Leicht war es nicht für Außenminister James Cleverly, Aufmerksamkeit für seine erste Grundsatzrede zu finden. Viele Briten mussten sich am Montag einem seltenen Naturelement – Schnee – entgegenstemmen, und dann war es auch noch der letzte Tag für Besorgungen, bevor die große Streikwelle über das Land hereinbrechen soll. So angespannt wirkte die Lage auf der Insel, dass die internationale Instabilität weit entfernt schien.

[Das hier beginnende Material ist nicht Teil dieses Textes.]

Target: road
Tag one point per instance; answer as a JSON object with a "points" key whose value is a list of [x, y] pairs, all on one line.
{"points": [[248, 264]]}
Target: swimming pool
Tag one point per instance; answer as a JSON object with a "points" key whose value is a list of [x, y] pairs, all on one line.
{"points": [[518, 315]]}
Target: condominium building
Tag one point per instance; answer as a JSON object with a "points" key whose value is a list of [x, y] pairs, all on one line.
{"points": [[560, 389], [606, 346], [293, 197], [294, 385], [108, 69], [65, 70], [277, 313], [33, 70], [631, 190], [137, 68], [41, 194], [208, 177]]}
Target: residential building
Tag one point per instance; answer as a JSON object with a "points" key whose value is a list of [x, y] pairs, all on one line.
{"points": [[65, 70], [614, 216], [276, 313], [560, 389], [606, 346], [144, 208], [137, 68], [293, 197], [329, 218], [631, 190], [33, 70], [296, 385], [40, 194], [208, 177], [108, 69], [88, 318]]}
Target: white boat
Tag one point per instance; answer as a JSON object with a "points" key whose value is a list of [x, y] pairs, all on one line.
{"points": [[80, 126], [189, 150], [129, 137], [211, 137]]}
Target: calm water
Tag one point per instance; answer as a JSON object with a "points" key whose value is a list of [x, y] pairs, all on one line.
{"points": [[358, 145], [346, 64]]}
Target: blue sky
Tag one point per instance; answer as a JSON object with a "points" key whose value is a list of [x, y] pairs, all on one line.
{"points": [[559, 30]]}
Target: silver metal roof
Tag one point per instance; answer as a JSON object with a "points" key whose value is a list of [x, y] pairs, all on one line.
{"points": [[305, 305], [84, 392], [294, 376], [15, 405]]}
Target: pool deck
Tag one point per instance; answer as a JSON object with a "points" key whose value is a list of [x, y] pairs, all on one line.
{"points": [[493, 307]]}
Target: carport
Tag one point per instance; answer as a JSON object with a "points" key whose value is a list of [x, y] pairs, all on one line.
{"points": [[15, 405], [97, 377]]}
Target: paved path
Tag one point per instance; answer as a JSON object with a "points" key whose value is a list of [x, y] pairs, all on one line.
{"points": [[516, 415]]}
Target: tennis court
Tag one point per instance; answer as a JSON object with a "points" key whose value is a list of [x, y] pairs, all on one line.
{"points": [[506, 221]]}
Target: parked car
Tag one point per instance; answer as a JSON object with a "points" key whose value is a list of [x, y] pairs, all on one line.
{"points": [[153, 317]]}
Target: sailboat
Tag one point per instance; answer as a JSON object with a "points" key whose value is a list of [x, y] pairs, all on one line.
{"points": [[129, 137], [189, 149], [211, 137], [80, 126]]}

Diese nahm Cleverly zum Ausgangspunkt, um neue Strategien zu formulieren. Unter dem Stichwort „geduldige Diplomatie“ entwarf er ein Konzept, das die Schwerpunktsetzungen britischer Außenpolitik verändern soll. Er bezeichnete die Beziehungen zu klassischen Verbündeten wie Deutschland, Frankreich und Amerika, eingebettet in NATO und G 7, als „größte Kraftquelle“ Britanniens. Sie müssten sogar ausgebaut werden, etwa durch eine Erweiterung des UN-Sicherheitsrats mit Deutschland, Brasilien, Indien, Japan – „zusammen mit einer ständigen Vertretung Afrikas“.
Gleichwohl dürfe man sich nicht auf der „Kuscheldecke“ ausruhen. Die Verschiebungen in der Weltwirtschaft – und damit der politischen Machtverhältnisse – zulasten des Westens würden dazu zwingen, sich stärker in Staaten zu engagieren, deren internationale Rolle mittelfristig an Bedeutung zunehmen werde. Als Beispiele nannte er Brasilien, Kenia, Südafrika und Indonesien.

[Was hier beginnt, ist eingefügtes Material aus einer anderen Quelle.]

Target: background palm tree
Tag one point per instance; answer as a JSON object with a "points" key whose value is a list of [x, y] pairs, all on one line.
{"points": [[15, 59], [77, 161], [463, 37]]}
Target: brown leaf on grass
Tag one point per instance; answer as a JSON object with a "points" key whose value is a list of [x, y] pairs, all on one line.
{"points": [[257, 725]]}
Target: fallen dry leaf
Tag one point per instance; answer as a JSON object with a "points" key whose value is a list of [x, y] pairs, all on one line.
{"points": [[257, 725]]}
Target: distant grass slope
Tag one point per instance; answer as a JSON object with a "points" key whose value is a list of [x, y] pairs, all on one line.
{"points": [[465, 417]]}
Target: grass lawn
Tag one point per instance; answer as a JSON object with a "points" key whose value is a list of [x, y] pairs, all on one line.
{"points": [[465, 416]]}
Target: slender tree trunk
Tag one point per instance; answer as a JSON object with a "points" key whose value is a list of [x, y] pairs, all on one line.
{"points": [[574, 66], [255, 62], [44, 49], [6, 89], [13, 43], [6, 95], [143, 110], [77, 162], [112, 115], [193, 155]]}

London will „strategische Ausdauer“ zeigen
Schon am Freitag, auf der 72. Königswinterkonferenz in London, war von der britischen Seite bemerkt worden, dass insbesondere China seine Außenpolitik bis ins nächste Jahrhundert hinein konzipiere, während der Westen seine oft nur auf die nächsten Wahlen ausrichte. In Zukunft werde auch das Vereinigte Königreich „strategische Ausdauer zeigen“, versprach Cleverly am Montag. Es gelte, „von unseren Wettbewerbern zu lernen und immer 10, 15, 20 Jahre vorauszudenken“. In der Vergangenheit sei man „vielleicht zu transaktional und zu ungeduldig“ gewesen, sagte er. Jetzt müsse man „den Willen haben, Beziehungen für die kommenden Jahrzehnte aufzubauen“.

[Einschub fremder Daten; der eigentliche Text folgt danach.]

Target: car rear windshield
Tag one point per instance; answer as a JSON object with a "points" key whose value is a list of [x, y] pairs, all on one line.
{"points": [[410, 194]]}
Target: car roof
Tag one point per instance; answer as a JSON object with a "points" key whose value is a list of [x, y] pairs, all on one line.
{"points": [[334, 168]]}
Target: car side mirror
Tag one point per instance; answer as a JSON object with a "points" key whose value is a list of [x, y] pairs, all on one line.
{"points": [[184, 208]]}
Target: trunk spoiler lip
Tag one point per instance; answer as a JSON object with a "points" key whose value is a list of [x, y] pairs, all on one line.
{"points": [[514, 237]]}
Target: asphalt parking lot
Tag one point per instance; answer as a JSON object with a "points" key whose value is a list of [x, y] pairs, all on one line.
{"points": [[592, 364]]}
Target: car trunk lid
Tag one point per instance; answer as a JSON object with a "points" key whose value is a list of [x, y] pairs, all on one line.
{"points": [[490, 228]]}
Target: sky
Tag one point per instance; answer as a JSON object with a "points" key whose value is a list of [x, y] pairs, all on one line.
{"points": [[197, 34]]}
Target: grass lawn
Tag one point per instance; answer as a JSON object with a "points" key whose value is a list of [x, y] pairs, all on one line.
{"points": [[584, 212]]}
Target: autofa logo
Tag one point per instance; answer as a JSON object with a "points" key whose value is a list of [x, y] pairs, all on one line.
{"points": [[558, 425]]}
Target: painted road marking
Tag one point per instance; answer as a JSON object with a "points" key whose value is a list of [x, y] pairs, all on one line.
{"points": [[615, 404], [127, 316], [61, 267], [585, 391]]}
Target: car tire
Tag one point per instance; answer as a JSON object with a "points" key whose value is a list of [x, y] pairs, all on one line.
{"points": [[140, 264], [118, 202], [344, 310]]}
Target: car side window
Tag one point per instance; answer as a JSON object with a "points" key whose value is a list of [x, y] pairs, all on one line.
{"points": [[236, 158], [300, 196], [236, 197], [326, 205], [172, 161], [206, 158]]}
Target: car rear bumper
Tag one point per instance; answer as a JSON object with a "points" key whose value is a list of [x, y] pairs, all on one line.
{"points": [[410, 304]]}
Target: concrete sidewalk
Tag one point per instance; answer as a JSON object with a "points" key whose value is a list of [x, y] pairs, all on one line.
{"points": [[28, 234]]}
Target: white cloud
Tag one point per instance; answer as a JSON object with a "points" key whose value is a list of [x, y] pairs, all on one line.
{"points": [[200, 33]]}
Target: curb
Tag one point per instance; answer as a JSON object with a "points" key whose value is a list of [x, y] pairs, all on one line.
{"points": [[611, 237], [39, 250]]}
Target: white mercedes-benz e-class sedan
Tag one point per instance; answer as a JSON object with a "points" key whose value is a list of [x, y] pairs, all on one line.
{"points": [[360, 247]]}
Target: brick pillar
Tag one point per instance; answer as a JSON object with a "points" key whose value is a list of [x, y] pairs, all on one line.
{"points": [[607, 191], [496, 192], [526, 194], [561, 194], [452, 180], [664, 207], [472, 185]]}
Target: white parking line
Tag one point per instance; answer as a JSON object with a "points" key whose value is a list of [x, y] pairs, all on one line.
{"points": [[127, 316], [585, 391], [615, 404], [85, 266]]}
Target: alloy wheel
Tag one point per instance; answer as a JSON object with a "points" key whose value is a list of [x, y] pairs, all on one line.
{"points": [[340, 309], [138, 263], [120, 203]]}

Implizit erkannte Cleverly damit an, dass die britische Außenpolitik in den vergangenen Jahren von Kurswechseln geprägt war. Die EU wurde von einer politischen Heimat zu einem Handelsblock, mit dem es seit dem Brexit Streit gibt. Russland, das über Oligarchen in der britischen Wirtschaft aktiv war, wandelte sich vom Partner zur Bedrohung. Und die „goldene Ära“ mit China, die Premierminister David Cameron 2015 ausgerufen hatte, wurde unlängst von seinem Nachfolger Rishi Sunak für „vorbei“ erklärt.
Die „Veränderung der globalen Machtgewichte“ werde von Großbritannien nicht mit Bedauern registriert, versicherte Cleverly. Sie sei möglich geworden, weil Milliarden Menschen im Süden und Osten dem Hunger entkamen, was viel mit westlichem Wirken zu tun habe. Doch nun hänge „der künftige Einfluss Großbritanniens davon ab, dass es einen viel breiteren Kreis von Ländern überzeugt und für sich gewinnt“, sagte Cleverly und nannte Staaten im Commonwealth, in der südostasiatischen ASEAN und der Afrikanischen Union. Würde London diese neuen Allianzen nicht schmieden, könne man „darauf wetten, dass es andere versuchen und die Lücke schließen werden“, sagte er.
Laut Clerverly, kommentierte die BBC am Montag, genüge es nicht, Putins Russland in der Ukraine zu besiegen – vielmehr müssten neue Verbündete überzeugt werden, dass die regelbasierte Ordnung auch in ihrem Interesse liege. Dabei wolle sich London fortan auf Länder konzentrieren, die staatliche Souveränität, territoriale Integrität und internationale Regeln großschreiben – aber nicht unbedingt Demokratie und Menschenrechte. Schon am Wochenende hatte Cleverly über das Beispiel Saudi-Arabien gesprochen. Trotz „sehr, sehr tiefer Differenzen“, die man weiterhin ansprechen werde, sei die Regierung in Riad wirtschaftlich, kulturell und religiös einflussreich in der Region und deshalb ein „unglaublich wichtiger“ Partner.